The shafts were now set up with lights, but Quarry didn’t use them unnecessarily. The power came from a vented generator and fuel was expensive. He used an old flashlight to see. The same one, in fact, that his father had used to hunt down “uppity” blacks—as his daddy had called them—at night in the swamps of Alabama. As a child he’d spied on his old man coming home at night, all giddy about what he and his comrades in hate had done. Sometimes he would see the blood of the old man’s victims on his father’s sleeves and hands. And his daddy would cackle as he sucked down his whiskey, in sick celebration of whatever it was he thought he was accomplishing by killing folks who didn’t look like him.
“Old hateful bastard,” Quarry said between clenched teeth.
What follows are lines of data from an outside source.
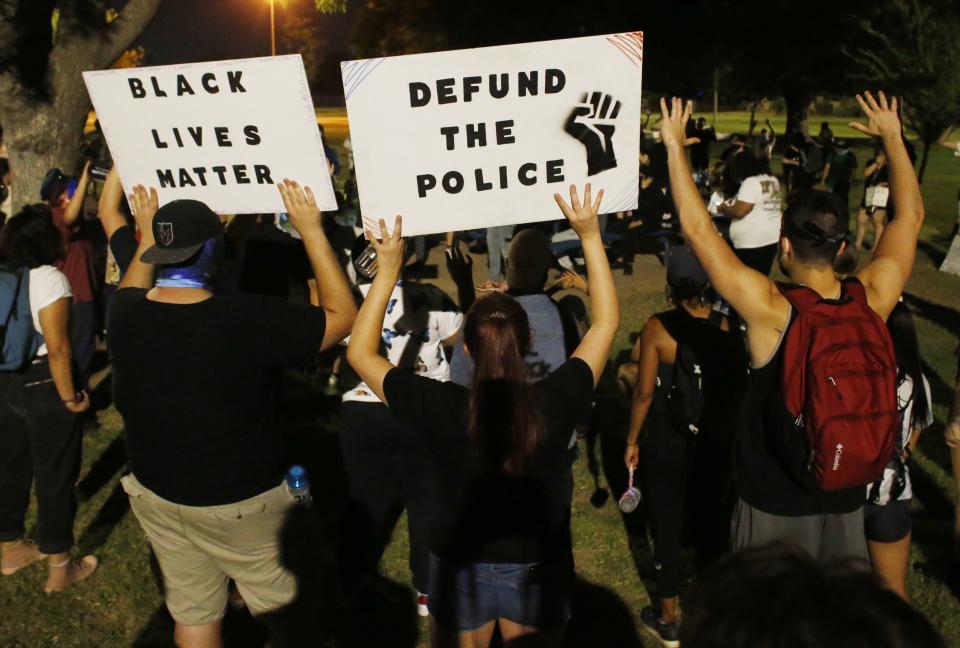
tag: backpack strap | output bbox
[777,281,820,314]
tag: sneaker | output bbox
[640,605,680,648]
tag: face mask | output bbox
[156,239,215,290]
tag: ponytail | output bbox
[463,293,544,475]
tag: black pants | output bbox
[642,421,692,599]
[0,361,81,554]
[340,401,436,592]
[733,243,777,275]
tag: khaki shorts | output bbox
[120,474,297,625]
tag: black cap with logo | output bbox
[142,200,223,265]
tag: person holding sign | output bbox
[109,180,356,648]
[347,184,620,646]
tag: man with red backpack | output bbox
[661,93,924,560]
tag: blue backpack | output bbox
[0,266,43,371]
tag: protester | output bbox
[690,117,717,172]
[820,139,857,210]
[720,152,783,275]
[943,343,960,557]
[40,162,98,386]
[0,205,97,593]
[781,130,813,194]
[863,302,933,600]
[347,184,619,646]
[680,543,946,648]
[853,147,890,250]
[624,246,743,646]
[109,180,356,647]
[661,93,924,560]
[340,236,463,616]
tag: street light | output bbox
[269,0,277,56]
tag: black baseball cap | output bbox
[667,245,710,289]
[40,168,70,201]
[142,200,223,265]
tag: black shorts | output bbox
[863,500,913,542]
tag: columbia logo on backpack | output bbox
[0,265,43,371]
[779,278,900,491]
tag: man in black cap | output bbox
[661,93,924,560]
[109,181,356,647]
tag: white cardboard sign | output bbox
[83,54,336,214]
[340,32,643,234]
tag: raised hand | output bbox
[563,92,620,175]
[553,182,603,239]
[277,178,323,236]
[363,214,403,283]
[849,90,903,138]
[660,97,700,147]
[130,185,160,236]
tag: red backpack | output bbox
[779,278,900,491]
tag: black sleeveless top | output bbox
[734,312,866,516]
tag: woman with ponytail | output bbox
[347,184,620,646]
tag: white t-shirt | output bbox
[343,281,463,403]
[30,266,73,356]
[730,175,783,249]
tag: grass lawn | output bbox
[0,112,960,648]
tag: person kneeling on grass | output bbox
[109,181,356,648]
[347,184,620,646]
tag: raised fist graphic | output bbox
[563,92,620,175]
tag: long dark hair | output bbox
[0,204,66,269]
[463,293,545,475]
[887,302,929,431]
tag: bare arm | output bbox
[63,162,90,227]
[347,216,403,405]
[850,92,924,319]
[97,167,127,241]
[554,181,624,385]
[120,185,160,289]
[277,180,357,349]
[40,297,90,412]
[660,98,786,326]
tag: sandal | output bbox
[43,556,97,594]
[0,540,47,576]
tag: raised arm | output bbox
[120,185,160,289]
[277,180,357,349]
[554,182,620,385]
[347,216,403,405]
[660,98,783,326]
[63,162,90,227]
[97,167,127,241]
[850,92,924,319]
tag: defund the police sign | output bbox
[83,54,336,214]
[340,32,643,234]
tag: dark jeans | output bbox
[0,360,81,554]
[71,302,99,388]
[340,401,436,592]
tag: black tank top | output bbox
[734,312,866,516]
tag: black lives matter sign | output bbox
[84,56,336,213]
[341,34,642,234]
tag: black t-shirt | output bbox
[383,358,594,563]
[734,313,866,516]
[109,288,326,506]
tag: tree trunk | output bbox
[917,140,936,184]
[0,0,162,213]
[783,81,813,135]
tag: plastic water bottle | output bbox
[619,467,640,513]
[286,466,310,504]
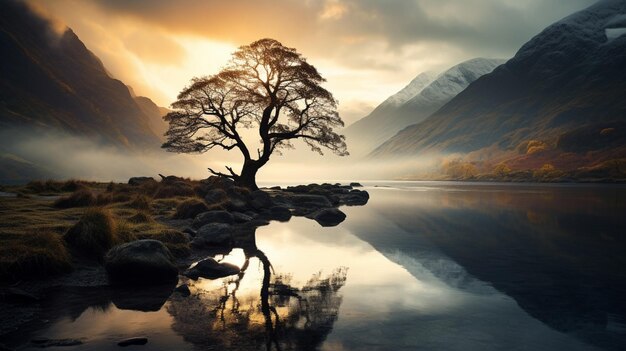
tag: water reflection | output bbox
[3,183,626,351]
[166,227,347,351]
[346,185,626,350]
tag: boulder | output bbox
[174,284,191,297]
[204,189,228,205]
[341,190,370,206]
[191,211,235,228]
[250,190,274,210]
[307,208,346,227]
[104,239,178,285]
[183,257,240,280]
[109,286,173,312]
[202,176,235,189]
[258,206,291,222]
[117,336,148,347]
[0,287,39,304]
[288,194,332,208]
[128,177,156,186]
[191,223,233,249]
[30,337,83,349]
[224,190,250,212]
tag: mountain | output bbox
[134,96,170,141]
[371,0,626,175]
[345,58,505,152]
[0,1,161,150]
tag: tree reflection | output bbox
[167,234,347,351]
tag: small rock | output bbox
[174,284,191,297]
[341,190,370,206]
[307,208,346,227]
[117,337,148,347]
[183,257,240,280]
[30,337,83,348]
[104,239,178,285]
[288,194,332,208]
[231,212,252,223]
[191,211,234,228]
[204,189,228,205]
[246,218,270,227]
[128,177,156,186]
[191,223,233,248]
[250,190,273,210]
[183,227,196,238]
[258,206,291,222]
[0,287,39,303]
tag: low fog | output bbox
[0,130,444,185]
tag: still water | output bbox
[8,182,626,351]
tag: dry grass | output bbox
[54,188,97,208]
[63,207,119,260]
[174,198,209,219]
[0,180,201,281]
[0,232,72,281]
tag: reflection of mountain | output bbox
[374,0,626,171]
[354,187,626,350]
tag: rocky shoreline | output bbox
[0,176,369,346]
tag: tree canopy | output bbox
[163,39,348,189]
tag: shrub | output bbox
[0,232,72,281]
[128,195,150,211]
[54,188,97,208]
[174,198,209,219]
[533,163,565,180]
[128,211,154,223]
[63,207,117,260]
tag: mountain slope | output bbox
[134,96,169,141]
[344,72,436,154]
[372,0,626,167]
[0,1,160,149]
[345,58,504,155]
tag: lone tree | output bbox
[162,39,348,189]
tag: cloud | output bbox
[28,0,594,111]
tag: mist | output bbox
[0,129,444,185]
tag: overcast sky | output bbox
[29,0,595,123]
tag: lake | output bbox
[4,182,626,351]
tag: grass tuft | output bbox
[174,198,209,219]
[63,207,118,260]
[0,232,72,281]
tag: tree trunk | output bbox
[235,160,263,190]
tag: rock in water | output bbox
[30,338,83,348]
[191,223,233,249]
[183,257,240,280]
[174,284,191,297]
[191,211,235,228]
[117,337,148,347]
[307,208,346,227]
[104,239,178,285]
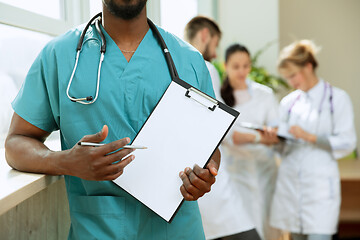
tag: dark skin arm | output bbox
[5,113,134,181]
[179,149,220,201]
[5,113,220,201]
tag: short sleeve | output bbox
[12,48,59,132]
[199,57,215,98]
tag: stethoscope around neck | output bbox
[286,82,334,133]
[66,13,179,104]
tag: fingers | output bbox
[99,137,130,155]
[205,159,219,176]
[179,172,198,201]
[180,165,217,201]
[103,155,135,180]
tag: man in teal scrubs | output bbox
[6,0,220,240]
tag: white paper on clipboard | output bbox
[114,79,239,222]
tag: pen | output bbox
[78,142,147,149]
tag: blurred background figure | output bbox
[221,44,280,240]
[271,40,356,240]
[184,16,221,98]
[185,16,260,240]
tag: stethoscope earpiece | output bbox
[66,13,179,104]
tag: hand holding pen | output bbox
[62,125,135,181]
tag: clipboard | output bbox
[238,122,290,141]
[113,78,239,223]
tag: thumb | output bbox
[206,159,219,176]
[82,125,109,143]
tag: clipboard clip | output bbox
[185,87,219,111]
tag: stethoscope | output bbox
[286,82,334,133]
[66,13,179,104]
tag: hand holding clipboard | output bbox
[237,122,288,144]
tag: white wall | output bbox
[217,0,279,73]
[279,0,360,154]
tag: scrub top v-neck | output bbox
[13,21,214,240]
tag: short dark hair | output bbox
[185,16,221,41]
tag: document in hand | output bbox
[114,79,239,222]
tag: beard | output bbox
[103,0,147,20]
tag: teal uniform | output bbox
[13,23,214,240]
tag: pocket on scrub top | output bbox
[69,196,125,240]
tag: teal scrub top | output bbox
[13,22,214,240]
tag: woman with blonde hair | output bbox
[271,40,356,240]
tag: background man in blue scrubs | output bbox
[5,0,220,240]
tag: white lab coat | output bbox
[198,66,255,239]
[271,80,356,234]
[199,80,280,239]
[222,80,281,240]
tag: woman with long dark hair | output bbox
[221,44,280,240]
He reviled the man for all the misery he’d caused, but not enough to throw out a perfectly good flashlight. When you didn’t have much, you tended to keep what you had.
He opened another door set against a rock wall off one of the main shafts. He grabbed a battery-powered lantern from a shelf and switched it on, setting it on a table in the middle of the room. He looked around, admiring his handiwork. He’d framed out the room with sturdy two-by-fours and put the Sheetrock up himself; every wall was plumb and painted a therapeutic light blue. He’d gotten all the materials for free from a contractor buddy of his who had supplies left over from jobs with no place to store them. Behind the walls was the solid rock of the mountain’s innards. But anyone looking around the room would think they were in a house somewhere. That was sort of the idea.
He walked over to one corner and studied the woman who sat slumped in the straight-backed chair. Her head rested on her shoulder as she slept. He poked her in the arm, but she didn’t react. That wouldn’t last.
He rolled up her sleeve, pulled a sterilized syringe from his knapsack, and stuck her in the arm. That did drive her awake. Her eyes
opened and then slowly focused. When they settled on him, she opened her mouth to scream, but the tape across it prevented this.
He crinkled a smile at her even as he efficiently filled two vials with her blood. She stared down in horror at what he was doing but the restraints held her tightly to the chair.
“I know this must seem strange to you, ma’am, but believe me, it’s all for a good cause. I’m not looking to hurt you or anybody else, for that matter, really. Do you understand that?”
He pulled the syringe free, dabbed the wound with a cotton swab doused with alcohol, and carefully placed a Band-Aid over it.
“Do you understand that?” He gave her a reassuring smile.
She finally nodded.
“Good. Now, I’m sorry I had to take some of your blood but I really needed to. Now, we’re going to feed you and keep you clean and all that. We won’t keep you tied up like this. You’ll have some freedom. I know you can see that was necessary at first. The tying-up part. Right?”
She found herself locking gazes with him and, despite the terror of her situation, nodding once more in agreement.
“Good, good. Now, don’t you worry. It’s going to turn out okay. And there won’t be any funny business. You know with you being a woman and all. I don’t tolerate any crap like that. Okay? You have my word.” He gently squeezed her arm.
She actually felt the edges of her mouth curl up in a smile.
He put the vials in his knapsack and turned away from her.
For a moment she imagined him whipping back around and, with a maniacal laugh, firing a bullet into her brain or slitting her throat.
Yet he simply left the room.
As Diane Wohl looked around she had no idea where she was, why she was here, or why the man who’d kidnapped her had just relieved her of some of her blood. She had gone shopping at Talbot’s, he had been in her car with a gun, and now she was here, wherever here was.